Pseuduvaria dielsiana

Scientific classification
- Kingdom: Plantae
- Clade: Tracheophytes
- Clade: Angiosperms
- Clade: Magnoliids
- Order: Magnoliales
- Family: Annonaceae
- Genus: Pseuduvaria
- Species: P. dielsiana
- Binomial name: Pseuduvaria dielsiana (Lauterb.) J.Sinclair
- Synonyms: Goniothalamus dielsianus Lauterb. Orophea dielsiana (Lauterb.) Diels

= Pseuduvaria dielsiana =

- Genus: Pseuduvaria
- Species: dielsiana
- Authority: (Lauterb.) J.Sinclair
- Synonyms: Goniothalamus dielsianus Lauterb., Orophea dielsiana (Lauterb.) Diels

Species of plant in the soursop family

Pseuduvaria dielsiana is a species of plant in the family Annonaceae. It is native to New Guinea. Carl Lauterbach, the German botanist who first formally described the species using the synonym Goniothalamus dielsianus, named it in honor of Ludwig Diels, another German botanist who also worked on taxa from New Guinea.

==Description==
It is a tree reaching 3 m in height. Its oval, moderately papery leaves are 9.5–22 by 3–7.5 centimeters. The leaves have blunt to rounded bases and rounded to tapering tips, with the tapering portion 5–20 millimeters long. The leaves are hairless to sparsely hairy on their upper and lower surfaces except for the midrib which can be sparsely to densely hairy. The margins of the leaves can be fringed with longer hairs. The leaves have 10–18 pairs of secondary veins emanating from their midribs. Its densely hairy petioles are 2–8 by 1–3 millimeters with a broad groove on their upper side. Its Inflorescences are solitary and are organized on indistinct peduncles. Each inflorescence has 1 flower. Each flower is on a densely hairy pedicel that is 4–25 by 0.2 millimeters. The pedicels have a medial, densely hairy bract that is 0.3–0.5 millimeters long. The flowers are unisexual. Its flowers have 3 triangular sepals, that are 0.5–2 by 1–1.5 millimeters.
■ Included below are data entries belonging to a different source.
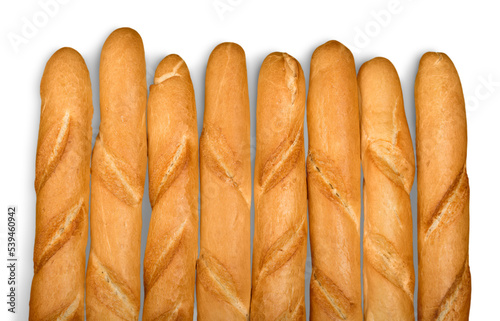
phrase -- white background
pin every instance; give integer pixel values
(399, 30)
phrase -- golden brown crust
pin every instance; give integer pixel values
(224, 275)
(62, 185)
(118, 174)
(444, 290)
(388, 168)
(333, 169)
(280, 240)
(172, 243)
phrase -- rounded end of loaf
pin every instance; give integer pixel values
(66, 65)
(125, 33)
(283, 61)
(434, 64)
(226, 49)
(434, 59)
(171, 66)
(376, 66)
(282, 68)
(123, 43)
(332, 49)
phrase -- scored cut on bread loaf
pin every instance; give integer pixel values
(333, 180)
(223, 268)
(172, 243)
(444, 288)
(388, 170)
(118, 175)
(280, 239)
(62, 180)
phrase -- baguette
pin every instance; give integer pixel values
(62, 187)
(172, 243)
(388, 168)
(280, 239)
(118, 174)
(334, 176)
(224, 271)
(444, 291)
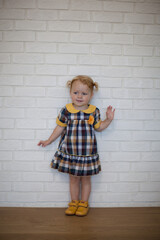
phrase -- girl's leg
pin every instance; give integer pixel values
(74, 187)
(85, 188)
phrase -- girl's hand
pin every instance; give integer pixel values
(110, 113)
(43, 143)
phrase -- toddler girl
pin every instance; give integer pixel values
(77, 150)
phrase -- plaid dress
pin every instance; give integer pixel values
(77, 150)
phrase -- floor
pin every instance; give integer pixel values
(99, 224)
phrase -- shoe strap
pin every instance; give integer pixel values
(73, 204)
(83, 204)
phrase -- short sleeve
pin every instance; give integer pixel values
(97, 119)
(62, 118)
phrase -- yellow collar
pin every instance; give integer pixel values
(71, 109)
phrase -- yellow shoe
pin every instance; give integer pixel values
(71, 210)
(83, 209)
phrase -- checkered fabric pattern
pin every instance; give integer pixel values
(77, 150)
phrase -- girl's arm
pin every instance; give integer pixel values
(109, 117)
(56, 133)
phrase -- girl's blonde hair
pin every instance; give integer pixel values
(85, 80)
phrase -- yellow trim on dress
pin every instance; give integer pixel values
(97, 125)
(72, 109)
(60, 123)
(77, 155)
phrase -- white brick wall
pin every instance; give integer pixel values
(43, 43)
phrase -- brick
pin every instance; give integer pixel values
(85, 38)
(149, 187)
(107, 17)
(75, 15)
(146, 72)
(150, 156)
(12, 14)
(103, 49)
(57, 92)
(135, 146)
(12, 113)
(127, 93)
(18, 166)
(146, 41)
(126, 61)
(30, 124)
(73, 48)
(4, 58)
(94, 60)
(7, 123)
(138, 18)
(30, 25)
(134, 177)
(6, 155)
(37, 177)
(6, 25)
(128, 28)
(42, 15)
(28, 58)
(155, 146)
(138, 51)
(53, 36)
(28, 156)
(146, 104)
(29, 91)
(118, 104)
(53, 4)
(151, 93)
(135, 114)
(18, 134)
(36, 113)
(151, 62)
(27, 187)
(86, 70)
(5, 187)
(123, 187)
(18, 69)
(19, 102)
(20, 4)
(125, 156)
(40, 81)
(50, 69)
(63, 26)
(146, 135)
(147, 7)
(19, 36)
(146, 166)
(118, 38)
(137, 83)
(10, 145)
(48, 197)
(41, 47)
(118, 6)
(128, 125)
(116, 72)
(118, 135)
(11, 80)
(11, 47)
(11, 177)
(21, 197)
(61, 58)
(6, 91)
(86, 5)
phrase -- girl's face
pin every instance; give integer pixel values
(81, 95)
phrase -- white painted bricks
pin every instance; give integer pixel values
(43, 44)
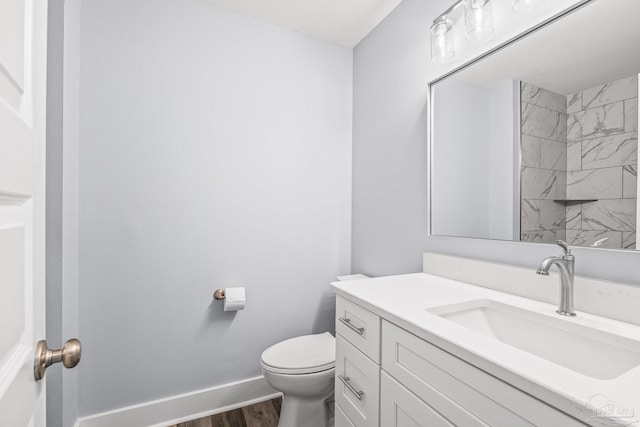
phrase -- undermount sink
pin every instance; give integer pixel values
(585, 350)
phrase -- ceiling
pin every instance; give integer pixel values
(345, 22)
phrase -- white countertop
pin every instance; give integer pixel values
(404, 300)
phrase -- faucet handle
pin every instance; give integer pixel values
(564, 246)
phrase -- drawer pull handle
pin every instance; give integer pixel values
(345, 381)
(347, 322)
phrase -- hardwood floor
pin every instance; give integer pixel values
(264, 414)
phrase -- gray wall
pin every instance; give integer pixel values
(391, 72)
(62, 307)
(215, 151)
(54, 204)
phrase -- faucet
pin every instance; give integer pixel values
(565, 263)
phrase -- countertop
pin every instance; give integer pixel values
(405, 299)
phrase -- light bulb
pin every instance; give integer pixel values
(478, 19)
(442, 40)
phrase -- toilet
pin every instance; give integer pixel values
(302, 368)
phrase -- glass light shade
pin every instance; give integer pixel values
(442, 40)
(524, 6)
(478, 19)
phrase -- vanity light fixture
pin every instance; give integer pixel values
(525, 5)
(478, 24)
(442, 40)
(478, 19)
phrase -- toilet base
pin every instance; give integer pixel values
(305, 412)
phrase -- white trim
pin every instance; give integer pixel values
(185, 407)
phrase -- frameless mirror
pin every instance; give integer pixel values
(539, 140)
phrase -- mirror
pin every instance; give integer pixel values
(539, 140)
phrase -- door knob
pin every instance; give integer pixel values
(69, 355)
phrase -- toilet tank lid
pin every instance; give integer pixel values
(311, 353)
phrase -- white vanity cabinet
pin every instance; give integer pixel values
(357, 391)
(409, 382)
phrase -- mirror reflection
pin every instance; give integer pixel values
(538, 142)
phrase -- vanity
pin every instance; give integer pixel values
(425, 350)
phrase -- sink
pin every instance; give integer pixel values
(591, 352)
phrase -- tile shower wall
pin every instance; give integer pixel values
(594, 170)
(544, 164)
(602, 164)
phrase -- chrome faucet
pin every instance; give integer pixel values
(565, 263)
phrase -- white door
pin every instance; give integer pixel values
(23, 54)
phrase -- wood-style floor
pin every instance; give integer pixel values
(264, 414)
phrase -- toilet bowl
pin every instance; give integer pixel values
(302, 368)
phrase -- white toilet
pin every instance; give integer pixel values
(302, 368)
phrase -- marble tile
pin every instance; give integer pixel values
(610, 92)
(630, 182)
(631, 115)
(530, 151)
(609, 151)
(574, 103)
(561, 131)
(594, 123)
(615, 215)
(539, 236)
(573, 214)
(552, 215)
(541, 122)
(561, 179)
(539, 184)
(628, 240)
(592, 238)
(574, 156)
(594, 184)
(530, 215)
(541, 97)
(553, 155)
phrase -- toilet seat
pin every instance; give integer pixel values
(301, 355)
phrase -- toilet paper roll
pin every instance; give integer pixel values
(234, 299)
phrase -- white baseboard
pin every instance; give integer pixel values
(185, 407)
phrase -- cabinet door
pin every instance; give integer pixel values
(401, 408)
(357, 384)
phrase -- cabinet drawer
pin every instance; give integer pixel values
(401, 408)
(357, 384)
(459, 391)
(359, 326)
(341, 419)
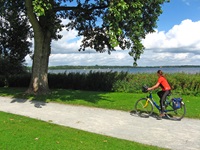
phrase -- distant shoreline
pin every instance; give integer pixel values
(105, 67)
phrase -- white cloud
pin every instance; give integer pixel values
(179, 46)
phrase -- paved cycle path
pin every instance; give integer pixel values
(176, 135)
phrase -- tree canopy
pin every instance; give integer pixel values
(104, 25)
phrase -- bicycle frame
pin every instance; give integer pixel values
(150, 98)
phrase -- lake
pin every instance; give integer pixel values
(189, 70)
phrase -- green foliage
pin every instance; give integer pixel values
(40, 6)
(187, 84)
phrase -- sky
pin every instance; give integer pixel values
(176, 41)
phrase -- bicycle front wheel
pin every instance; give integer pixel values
(144, 107)
(175, 114)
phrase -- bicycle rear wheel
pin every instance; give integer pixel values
(175, 114)
(144, 107)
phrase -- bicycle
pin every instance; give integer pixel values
(144, 107)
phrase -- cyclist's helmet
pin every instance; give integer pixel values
(144, 89)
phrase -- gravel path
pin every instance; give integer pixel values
(176, 135)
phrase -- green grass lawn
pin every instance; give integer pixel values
(22, 133)
(108, 100)
(18, 132)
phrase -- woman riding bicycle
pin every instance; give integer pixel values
(166, 90)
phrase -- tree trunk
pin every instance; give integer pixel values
(39, 79)
(42, 42)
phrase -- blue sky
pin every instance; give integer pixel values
(175, 42)
(177, 11)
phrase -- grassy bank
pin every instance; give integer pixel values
(108, 100)
(22, 133)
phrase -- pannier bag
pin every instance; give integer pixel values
(177, 103)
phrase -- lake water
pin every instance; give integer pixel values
(189, 70)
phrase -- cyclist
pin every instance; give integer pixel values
(166, 90)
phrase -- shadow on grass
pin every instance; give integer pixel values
(57, 95)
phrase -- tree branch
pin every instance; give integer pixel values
(64, 8)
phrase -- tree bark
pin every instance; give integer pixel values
(42, 42)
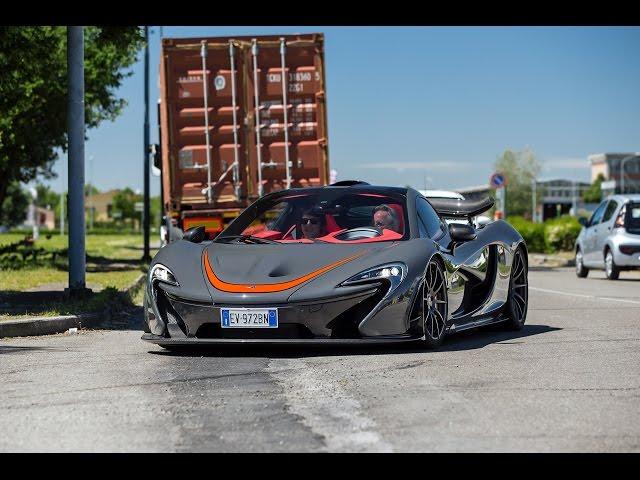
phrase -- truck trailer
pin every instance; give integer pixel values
(240, 117)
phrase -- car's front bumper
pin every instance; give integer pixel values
(195, 342)
(353, 317)
(630, 242)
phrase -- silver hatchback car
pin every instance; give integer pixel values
(610, 239)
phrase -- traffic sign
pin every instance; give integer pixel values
(498, 180)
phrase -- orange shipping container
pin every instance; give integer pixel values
(233, 127)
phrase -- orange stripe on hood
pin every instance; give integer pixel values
(267, 287)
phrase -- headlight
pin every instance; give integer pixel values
(162, 274)
(393, 272)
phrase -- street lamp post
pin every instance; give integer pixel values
(534, 200)
(146, 257)
(75, 127)
(622, 164)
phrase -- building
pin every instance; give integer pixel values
(45, 218)
(560, 196)
(610, 166)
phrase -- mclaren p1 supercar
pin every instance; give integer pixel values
(341, 264)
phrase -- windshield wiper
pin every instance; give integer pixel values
(246, 238)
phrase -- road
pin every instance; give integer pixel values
(569, 381)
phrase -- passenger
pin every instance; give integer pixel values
(313, 226)
(386, 217)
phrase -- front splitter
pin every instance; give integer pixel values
(195, 342)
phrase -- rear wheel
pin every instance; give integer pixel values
(610, 268)
(518, 300)
(434, 305)
(581, 270)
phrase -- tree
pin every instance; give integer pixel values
(33, 93)
(594, 193)
(47, 197)
(124, 202)
(13, 208)
(520, 168)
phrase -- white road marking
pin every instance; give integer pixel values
(594, 297)
(315, 394)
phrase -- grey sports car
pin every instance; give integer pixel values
(346, 263)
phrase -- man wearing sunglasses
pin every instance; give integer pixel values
(385, 217)
(313, 226)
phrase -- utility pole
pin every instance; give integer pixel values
(146, 257)
(62, 200)
(75, 127)
(533, 200)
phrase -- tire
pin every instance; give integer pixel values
(518, 299)
(434, 305)
(581, 270)
(610, 268)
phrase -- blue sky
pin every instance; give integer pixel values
(432, 106)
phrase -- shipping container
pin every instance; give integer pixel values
(239, 117)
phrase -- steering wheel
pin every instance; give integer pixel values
(359, 233)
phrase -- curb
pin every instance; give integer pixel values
(27, 327)
(550, 261)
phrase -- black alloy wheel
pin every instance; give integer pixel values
(434, 305)
(518, 301)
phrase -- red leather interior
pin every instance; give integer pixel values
(400, 213)
(331, 224)
(387, 236)
(268, 234)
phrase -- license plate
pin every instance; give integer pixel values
(249, 317)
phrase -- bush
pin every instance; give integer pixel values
(554, 235)
(561, 233)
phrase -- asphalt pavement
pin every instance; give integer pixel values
(569, 381)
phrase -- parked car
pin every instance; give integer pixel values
(610, 239)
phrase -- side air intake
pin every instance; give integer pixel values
(348, 183)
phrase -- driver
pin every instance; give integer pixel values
(313, 225)
(385, 217)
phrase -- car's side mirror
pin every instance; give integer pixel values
(195, 234)
(461, 232)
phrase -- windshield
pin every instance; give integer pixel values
(321, 215)
(632, 220)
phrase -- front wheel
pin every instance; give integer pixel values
(611, 269)
(518, 300)
(581, 270)
(434, 305)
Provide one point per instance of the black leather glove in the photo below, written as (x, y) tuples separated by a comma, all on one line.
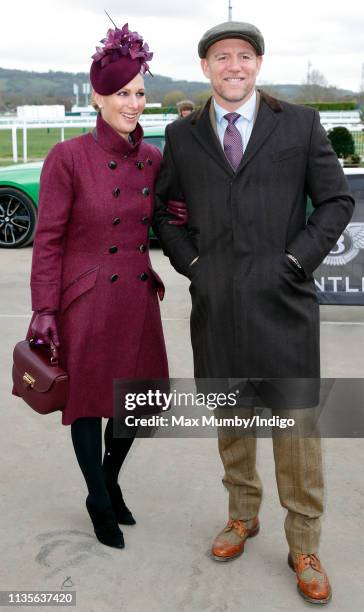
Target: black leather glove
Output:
[(179, 210)]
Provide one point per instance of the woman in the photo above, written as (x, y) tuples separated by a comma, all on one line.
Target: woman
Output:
[(94, 291)]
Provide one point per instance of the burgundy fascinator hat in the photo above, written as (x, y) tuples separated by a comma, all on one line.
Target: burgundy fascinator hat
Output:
[(121, 58)]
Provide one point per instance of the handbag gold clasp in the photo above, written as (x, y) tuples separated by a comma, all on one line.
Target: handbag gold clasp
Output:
[(28, 379)]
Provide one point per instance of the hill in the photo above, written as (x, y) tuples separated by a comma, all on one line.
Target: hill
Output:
[(55, 87)]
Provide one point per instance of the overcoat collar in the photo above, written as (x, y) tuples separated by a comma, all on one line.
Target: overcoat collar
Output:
[(266, 121), (112, 142)]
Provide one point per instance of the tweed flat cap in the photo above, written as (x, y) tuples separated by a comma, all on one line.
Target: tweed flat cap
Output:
[(232, 29)]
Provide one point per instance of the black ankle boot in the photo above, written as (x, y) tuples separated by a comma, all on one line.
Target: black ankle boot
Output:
[(105, 525), (121, 511)]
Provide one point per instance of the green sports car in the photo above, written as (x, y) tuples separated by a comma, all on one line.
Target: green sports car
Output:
[(19, 192)]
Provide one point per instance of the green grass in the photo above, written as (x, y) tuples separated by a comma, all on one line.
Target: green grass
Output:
[(40, 141)]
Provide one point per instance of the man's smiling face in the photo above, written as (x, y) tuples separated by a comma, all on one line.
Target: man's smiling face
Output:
[(232, 66)]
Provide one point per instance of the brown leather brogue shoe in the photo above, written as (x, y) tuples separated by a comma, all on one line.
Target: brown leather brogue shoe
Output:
[(229, 543), (312, 581)]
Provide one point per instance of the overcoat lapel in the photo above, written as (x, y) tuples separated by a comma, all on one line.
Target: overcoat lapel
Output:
[(266, 122), (204, 133)]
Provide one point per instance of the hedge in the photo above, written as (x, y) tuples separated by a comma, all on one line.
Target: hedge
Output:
[(332, 105)]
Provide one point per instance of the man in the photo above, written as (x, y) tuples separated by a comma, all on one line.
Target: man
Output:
[(185, 108), (244, 165)]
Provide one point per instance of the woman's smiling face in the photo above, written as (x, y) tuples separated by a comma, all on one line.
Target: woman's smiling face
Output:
[(122, 109)]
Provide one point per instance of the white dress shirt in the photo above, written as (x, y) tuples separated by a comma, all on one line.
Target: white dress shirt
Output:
[(244, 123)]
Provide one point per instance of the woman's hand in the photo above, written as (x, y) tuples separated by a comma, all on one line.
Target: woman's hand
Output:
[(44, 328), (179, 210)]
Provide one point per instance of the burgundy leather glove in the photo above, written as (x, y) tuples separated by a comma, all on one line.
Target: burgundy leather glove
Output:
[(44, 328), (178, 210)]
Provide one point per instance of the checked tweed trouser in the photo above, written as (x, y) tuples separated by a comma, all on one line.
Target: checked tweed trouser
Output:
[(298, 468)]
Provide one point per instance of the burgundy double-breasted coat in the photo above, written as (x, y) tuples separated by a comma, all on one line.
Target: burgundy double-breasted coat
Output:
[(91, 264)]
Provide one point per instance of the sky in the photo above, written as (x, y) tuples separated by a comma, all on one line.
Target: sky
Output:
[(44, 35)]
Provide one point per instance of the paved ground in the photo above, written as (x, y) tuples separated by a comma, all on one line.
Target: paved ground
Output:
[(174, 489)]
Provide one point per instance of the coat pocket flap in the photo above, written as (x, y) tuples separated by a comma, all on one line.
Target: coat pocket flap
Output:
[(77, 287), (159, 283)]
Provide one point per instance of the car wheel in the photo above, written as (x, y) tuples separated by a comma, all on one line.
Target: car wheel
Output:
[(18, 217)]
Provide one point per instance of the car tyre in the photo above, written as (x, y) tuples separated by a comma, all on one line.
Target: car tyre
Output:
[(18, 218)]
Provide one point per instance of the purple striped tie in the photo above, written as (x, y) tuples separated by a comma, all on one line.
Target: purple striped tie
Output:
[(233, 144)]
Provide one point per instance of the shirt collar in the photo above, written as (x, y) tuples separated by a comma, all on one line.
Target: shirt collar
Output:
[(112, 142), (246, 110)]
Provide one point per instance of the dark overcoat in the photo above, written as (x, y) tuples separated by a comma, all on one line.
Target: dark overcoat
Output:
[(91, 264), (252, 314)]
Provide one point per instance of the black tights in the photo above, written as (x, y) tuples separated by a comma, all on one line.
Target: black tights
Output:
[(87, 442)]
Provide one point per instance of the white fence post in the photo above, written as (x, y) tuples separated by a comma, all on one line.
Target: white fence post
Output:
[(25, 144), (14, 144)]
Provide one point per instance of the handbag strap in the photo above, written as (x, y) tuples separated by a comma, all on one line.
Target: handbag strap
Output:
[(54, 358)]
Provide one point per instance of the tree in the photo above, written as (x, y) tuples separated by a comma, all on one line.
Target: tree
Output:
[(342, 141), (172, 97)]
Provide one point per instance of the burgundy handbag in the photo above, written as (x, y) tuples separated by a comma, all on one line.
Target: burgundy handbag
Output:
[(37, 377)]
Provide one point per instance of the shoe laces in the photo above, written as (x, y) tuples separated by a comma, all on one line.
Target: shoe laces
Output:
[(237, 526), (311, 561)]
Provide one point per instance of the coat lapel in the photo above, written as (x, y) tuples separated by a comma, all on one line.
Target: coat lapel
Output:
[(205, 134), (266, 121)]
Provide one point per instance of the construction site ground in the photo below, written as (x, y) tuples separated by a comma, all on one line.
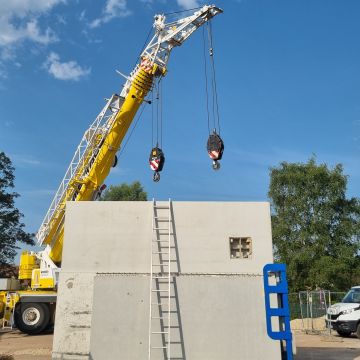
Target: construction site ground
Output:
[(17, 346)]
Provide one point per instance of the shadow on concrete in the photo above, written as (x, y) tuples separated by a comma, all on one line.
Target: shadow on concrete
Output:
[(317, 353)]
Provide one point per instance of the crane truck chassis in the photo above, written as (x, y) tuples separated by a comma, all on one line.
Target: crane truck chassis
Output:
[(29, 302)]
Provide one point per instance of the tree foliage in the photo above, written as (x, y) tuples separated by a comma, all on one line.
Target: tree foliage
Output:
[(11, 227), (316, 229), (125, 192)]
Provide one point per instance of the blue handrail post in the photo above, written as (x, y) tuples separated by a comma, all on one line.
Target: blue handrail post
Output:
[(282, 311)]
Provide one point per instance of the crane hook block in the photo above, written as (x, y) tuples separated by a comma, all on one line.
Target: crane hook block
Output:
[(156, 161), (215, 148)]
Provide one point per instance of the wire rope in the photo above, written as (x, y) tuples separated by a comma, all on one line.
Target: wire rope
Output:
[(214, 85), (132, 130), (206, 80)]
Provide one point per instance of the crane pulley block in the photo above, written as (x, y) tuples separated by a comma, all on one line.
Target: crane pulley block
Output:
[(156, 161), (215, 148)]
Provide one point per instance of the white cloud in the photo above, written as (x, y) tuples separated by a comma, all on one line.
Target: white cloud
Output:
[(113, 9), (188, 4), (19, 21), (70, 70)]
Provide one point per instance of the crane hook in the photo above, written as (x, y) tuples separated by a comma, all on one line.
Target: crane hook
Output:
[(215, 148), (156, 161)]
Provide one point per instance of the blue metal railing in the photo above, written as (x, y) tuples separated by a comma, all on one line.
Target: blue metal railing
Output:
[(282, 311)]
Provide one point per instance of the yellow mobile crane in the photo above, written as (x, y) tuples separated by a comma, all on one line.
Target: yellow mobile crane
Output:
[(32, 308)]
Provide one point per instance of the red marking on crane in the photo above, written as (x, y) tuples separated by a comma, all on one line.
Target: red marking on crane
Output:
[(214, 154), (154, 164)]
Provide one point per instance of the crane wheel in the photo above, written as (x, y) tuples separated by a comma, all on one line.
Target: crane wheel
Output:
[(32, 318)]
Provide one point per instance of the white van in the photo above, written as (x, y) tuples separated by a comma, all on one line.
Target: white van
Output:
[(344, 317)]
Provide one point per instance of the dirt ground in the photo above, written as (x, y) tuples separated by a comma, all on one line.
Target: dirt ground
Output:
[(17, 346)]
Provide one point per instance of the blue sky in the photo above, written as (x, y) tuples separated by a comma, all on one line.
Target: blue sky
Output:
[(288, 79)]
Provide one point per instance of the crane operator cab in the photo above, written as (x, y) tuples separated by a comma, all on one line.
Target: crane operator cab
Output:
[(156, 161), (215, 148)]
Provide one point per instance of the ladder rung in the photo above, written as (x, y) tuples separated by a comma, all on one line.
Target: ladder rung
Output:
[(159, 304), (163, 264), (159, 317)]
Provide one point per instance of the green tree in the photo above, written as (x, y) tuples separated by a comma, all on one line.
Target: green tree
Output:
[(11, 227), (125, 192), (316, 229)]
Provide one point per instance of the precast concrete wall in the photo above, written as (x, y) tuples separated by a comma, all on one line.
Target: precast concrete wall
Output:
[(217, 300)]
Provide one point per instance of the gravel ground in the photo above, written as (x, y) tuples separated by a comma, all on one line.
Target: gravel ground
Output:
[(17, 346)]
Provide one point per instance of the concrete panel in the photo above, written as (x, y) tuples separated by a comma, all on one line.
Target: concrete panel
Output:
[(115, 237), (73, 316), (220, 318)]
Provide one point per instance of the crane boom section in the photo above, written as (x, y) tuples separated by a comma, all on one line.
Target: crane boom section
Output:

The sepals are hairless on their upper surface, and densely hairy on their lower surface and margins. Its 6 petals are arranged in two rows of 3. The cream-colored or light purple, oval to elliptical, outer petals are 2.5–4.5 by 2–3.5 millimeters with hairless upper surfaces and hairless to densely hairy lower surfaces. The cream-colored or light purple, diamond-shaped, inner petals have a 1–3.5 millimeter long claw at their base and a 4–6.5 by 1.5–3 millimeter blade. The inner petals have pointed tips and bases. The upper surfaces of the inner petals are mostly hairless. The lower surfaces of the inner petals are hairless to densely hairy. Male flowers have up to 18 stamens that are 0.5 by 0.5 millimeters. Female flowers have up to 2 carpels that are 1.9–2.1 by 1.4–1.5 millimeters. Each carpel has 5–6 ovules arranged in a single row. The fruit occur on densely hairy pedicles that are 17–22 by 1–2.5 millimeters. The mature fruit are elliptical and 3.9–4.2 by 1.9–4.1 centimeters. The mature are orange, smooth, and densely hairy. Each fruit has up to 5–6 seeds arranged in a row. The smooth, hemispherical seeds are 10–13 by 6–8 by 3–5 millimeters.

===Reproductive biology===
The pollen of P. dielsiana is shed as permanent tetrads.

==Habitat and distribution==
It has been observed growing in lowland rainforests or low montane forests at elevations of 30 to 1160 m.